My name is Regina and I am a math teacher and actually I am writing books that help me to share my teachings: Science + MATH + ART + HISTORY

It is a way to demystify those subjects


I would like to present to you the series of books entitled, "Caius Zip – The Time Traveller,"
The main idea behind the "CAIUS ZIP – The Time Traveller" series is to show the history made by great men and how mathematics and other subjects were important in their decisions. Caius Zip is a young man that participates in these discoveries and in the great battles. In each adventure, he acquires maturity and learns that to get out of trouble he must use his most important ability that he unknowingly uses very well: the power of deduction

The first book, " Einstein, Picasso, Agatha and Chaplin:, How to explain the theory of relativity, cubism, travelling in time and unmask a murderer " has been published


Description

Caius Zip, the young time traveller, arrives at Paris in 1905. The turn of the 20th century is a period that sizzles with ideas and realizations and the Universe is about to be contemplated as it never was before.

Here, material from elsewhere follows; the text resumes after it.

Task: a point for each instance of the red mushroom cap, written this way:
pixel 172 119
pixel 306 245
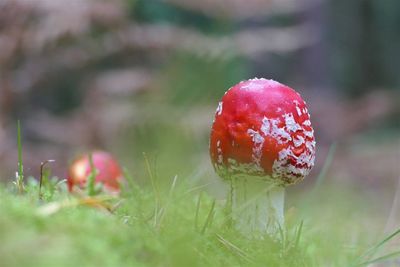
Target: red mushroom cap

In this fiction, Einstein was resting in Paris before his innovating Theory of Relativity enlightened him. At that same time, Picasso was just starting on his idea of breaking with conventional perspective.

Both characters seek the same concept: space-time relation. The encounter between art and science is finally possible by means of a limitless imagination.

There are the descriptions of interesting places of the belle époque in Paris and the memorable dialogue between Caius, Einstein, Picasso, Agatha, André Salmon, the poet and Getrude Stein, the sponsor of the novice Picasso, at the Spanish painter's atelier on how art, literature, science, travelling in time and mystery are intertwined.

Caius penetrates the birth of the theory of relativity and cubism and also manages to solve a murder mystery with the help of his two teenage friends, Agatha Christie, with her investigative mind and Charlie Chaplin, who provides a touch of magic to this surprising work of fiction.

After all and as Einstein once said: "The most beautiful thing we can experience is the mysterious. It is the source of all true art and science. He to whom this emotion is a stranger, who can no longer pause to wonder and stand rapt in awe, is as good as dead: his eyes are closed".


Please,see a passage from the book in: http://www.caiuszip.com/relativiting.htm

best regard
Regina Goncalves

Posted by: regina Goncalves at August 6, 2007 6:24 AM.

Along those lines, Francis Galton worked out the basics of regression analysis in his 50s and 60s. His paper that launched the "wisdom of crowds" concept appeared in Nature when he was 85.

I think the mathematics vs. statistics age difference is like the difference between lyric poets (young) and social novelists (mature).

Posted by: Steve Sailer at September 6, 2008 4:56 PM.

On the other hand, Thomas Hardy was a social novelist first and lyric poet when he was older.

Posted by: Andrew [TypeKey Profile Page] at September 6, 2008 9:13 PM.